No wonder Jim had brought Blair along to Portland. Not because he needed Blair's support or his friendship, but because keeping the press away while they were in Cascade had turned into such a full-time job.

Blair regretted that thought immediately. It wasn't true, and he knew it. It was just that he was having a little trouble with perspective these days.

So just cut yourself some slack, man, take it easy, concentrate on getting better, and leave the head games at home for now.

Or back at New Jerusalem.

Deep breath. Let's not go there. Not now, alone in a strange hotel room.

He felt his heartbeat speeding up nevertheless, the prickle of heat up the back of his neck. It's all right, he told himself. Calm down. Just calm _down_. Jim will be back any minute. You can handle this. This is not a problem.

He reached for the next piece of mail, an envelope with "Department of Religion" stamped above the inter-campus return-mail address.

Blair tore it open without giving himself time to think, and found a handwritten letter on Rainier letterhead. His eyes skipped down to the signature line.

Professor Levi, of course.

He read the letter the first time without comprehending a word. He laid it down on the desk, swallowed, and tried again.

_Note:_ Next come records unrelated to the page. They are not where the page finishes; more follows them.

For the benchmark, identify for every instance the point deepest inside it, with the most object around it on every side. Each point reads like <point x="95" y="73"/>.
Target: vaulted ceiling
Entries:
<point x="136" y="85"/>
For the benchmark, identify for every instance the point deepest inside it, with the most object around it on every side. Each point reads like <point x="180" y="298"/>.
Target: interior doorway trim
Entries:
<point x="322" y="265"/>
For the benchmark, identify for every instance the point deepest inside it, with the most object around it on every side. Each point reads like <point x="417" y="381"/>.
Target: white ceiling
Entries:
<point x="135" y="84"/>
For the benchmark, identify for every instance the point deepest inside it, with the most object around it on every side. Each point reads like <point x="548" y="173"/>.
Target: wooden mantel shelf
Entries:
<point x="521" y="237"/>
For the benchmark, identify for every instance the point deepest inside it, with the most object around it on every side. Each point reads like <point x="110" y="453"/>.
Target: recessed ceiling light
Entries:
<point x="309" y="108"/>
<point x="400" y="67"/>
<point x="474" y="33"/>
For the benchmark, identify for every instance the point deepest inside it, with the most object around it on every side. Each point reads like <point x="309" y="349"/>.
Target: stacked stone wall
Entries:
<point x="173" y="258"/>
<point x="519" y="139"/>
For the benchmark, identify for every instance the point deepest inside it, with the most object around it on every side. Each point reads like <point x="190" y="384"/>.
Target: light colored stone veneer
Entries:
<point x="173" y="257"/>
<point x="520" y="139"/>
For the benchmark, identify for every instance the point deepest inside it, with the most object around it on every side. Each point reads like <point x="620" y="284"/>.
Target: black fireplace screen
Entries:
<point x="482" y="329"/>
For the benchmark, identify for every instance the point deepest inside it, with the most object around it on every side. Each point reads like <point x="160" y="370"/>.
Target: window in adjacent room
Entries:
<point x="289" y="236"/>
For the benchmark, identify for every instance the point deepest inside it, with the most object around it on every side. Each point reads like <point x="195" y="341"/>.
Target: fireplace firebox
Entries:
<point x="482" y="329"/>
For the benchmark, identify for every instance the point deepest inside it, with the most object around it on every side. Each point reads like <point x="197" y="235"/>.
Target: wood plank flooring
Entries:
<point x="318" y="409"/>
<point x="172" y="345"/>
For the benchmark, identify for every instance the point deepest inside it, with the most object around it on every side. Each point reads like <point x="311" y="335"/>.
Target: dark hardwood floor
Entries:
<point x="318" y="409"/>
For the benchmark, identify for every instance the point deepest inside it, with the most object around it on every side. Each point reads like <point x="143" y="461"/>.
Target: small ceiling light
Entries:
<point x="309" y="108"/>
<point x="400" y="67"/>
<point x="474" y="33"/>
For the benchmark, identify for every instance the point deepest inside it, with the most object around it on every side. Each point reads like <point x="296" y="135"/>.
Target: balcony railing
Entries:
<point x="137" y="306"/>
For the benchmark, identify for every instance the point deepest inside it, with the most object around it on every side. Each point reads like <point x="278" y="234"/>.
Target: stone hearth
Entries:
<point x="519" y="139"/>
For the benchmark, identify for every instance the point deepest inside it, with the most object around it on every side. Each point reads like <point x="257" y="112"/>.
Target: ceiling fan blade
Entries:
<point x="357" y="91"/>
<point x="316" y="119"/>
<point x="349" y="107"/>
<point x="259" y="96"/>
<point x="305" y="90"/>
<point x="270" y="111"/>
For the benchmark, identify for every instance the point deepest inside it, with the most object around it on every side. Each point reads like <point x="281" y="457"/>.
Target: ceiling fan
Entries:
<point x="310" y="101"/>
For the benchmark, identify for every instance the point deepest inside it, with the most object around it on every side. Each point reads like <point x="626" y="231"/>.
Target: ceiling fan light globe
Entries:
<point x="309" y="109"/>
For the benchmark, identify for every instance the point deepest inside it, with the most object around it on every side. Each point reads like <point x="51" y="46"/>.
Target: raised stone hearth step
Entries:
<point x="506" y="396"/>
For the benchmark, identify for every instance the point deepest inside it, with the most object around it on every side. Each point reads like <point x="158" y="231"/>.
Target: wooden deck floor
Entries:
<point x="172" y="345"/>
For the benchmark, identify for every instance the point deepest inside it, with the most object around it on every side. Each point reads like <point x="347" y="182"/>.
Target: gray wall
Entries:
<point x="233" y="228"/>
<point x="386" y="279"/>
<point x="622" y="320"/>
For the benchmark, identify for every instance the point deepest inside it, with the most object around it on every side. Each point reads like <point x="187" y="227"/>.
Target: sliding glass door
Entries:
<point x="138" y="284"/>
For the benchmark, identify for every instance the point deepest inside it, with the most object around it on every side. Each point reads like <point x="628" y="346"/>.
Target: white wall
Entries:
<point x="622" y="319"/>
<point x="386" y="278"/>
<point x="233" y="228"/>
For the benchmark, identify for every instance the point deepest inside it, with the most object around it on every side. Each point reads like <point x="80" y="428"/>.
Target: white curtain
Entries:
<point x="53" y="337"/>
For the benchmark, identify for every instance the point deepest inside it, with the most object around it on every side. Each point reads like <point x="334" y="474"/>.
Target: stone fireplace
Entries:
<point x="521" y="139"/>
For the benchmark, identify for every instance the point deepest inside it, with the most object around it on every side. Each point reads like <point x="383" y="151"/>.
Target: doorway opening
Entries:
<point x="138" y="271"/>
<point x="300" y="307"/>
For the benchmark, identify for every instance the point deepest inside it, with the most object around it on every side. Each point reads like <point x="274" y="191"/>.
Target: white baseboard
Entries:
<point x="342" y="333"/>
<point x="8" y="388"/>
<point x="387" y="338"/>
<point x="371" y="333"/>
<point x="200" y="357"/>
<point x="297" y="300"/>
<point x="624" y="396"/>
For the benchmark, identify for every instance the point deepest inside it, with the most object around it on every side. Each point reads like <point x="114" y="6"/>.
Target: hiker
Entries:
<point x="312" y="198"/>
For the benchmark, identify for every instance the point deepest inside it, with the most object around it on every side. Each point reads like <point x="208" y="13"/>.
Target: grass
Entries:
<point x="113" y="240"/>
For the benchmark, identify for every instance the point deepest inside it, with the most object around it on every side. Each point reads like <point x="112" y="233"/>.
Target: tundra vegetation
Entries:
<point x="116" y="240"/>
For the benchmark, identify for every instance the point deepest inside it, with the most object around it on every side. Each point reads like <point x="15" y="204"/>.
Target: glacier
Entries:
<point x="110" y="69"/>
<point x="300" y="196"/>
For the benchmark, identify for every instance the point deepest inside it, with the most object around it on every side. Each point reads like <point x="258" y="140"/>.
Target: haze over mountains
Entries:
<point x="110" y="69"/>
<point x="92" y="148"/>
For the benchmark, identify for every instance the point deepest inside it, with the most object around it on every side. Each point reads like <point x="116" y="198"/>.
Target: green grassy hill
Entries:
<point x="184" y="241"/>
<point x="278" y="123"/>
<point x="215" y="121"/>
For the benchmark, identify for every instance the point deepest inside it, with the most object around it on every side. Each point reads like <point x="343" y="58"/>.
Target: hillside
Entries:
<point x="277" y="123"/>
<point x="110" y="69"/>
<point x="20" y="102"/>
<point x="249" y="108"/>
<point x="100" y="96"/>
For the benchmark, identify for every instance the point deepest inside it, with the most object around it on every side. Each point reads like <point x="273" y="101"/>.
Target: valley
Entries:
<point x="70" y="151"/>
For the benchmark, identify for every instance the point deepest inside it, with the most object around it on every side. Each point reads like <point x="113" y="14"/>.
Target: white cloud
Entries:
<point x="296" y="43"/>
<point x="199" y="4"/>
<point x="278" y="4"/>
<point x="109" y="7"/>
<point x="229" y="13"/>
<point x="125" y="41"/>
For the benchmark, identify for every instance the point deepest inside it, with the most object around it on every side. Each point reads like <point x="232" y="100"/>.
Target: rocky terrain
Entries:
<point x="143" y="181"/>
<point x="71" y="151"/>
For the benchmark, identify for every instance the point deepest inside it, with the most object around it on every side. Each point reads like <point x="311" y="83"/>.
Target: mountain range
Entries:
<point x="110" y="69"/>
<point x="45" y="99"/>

It was an apology because his research assistant check was being held up. Her fault, Professor Levi explained ruefully, not the bursar's. In all the chaos, she'd forgotten to turn the paperwork in. She was being deluged with reporters and was sure Blair would understand. Anyway, he should be getting his check the first of next month for sure. Just let her know if there was any problem. By the way, perhaps he would be interested in co-authoring an article on his experiences? And lastly, she had thought he would like to have this.

Blair checked the envelope again. There was a square of newsprint he hadn't noticed the first time. He shook it out and unfolded it.

A photograph cut out of the newspaper. AP. Dateline Hawkins, Washington.

It was a picture of Jim. Blair could tell that much, at least. But there seemed to be some critical problem with the connection from Blair's visual perceptors to his brain. No matter how he stared at that photograph, he couldn't figure out what Jim was doing, far less why the picture would be in the paper.

He made himself think about this logically, forcing the pieces to fall into place. It had to have something to do with the siege, right? So those buildings behind Jim, blank, white geometric shapes, that had to be the New Jerusalem compound.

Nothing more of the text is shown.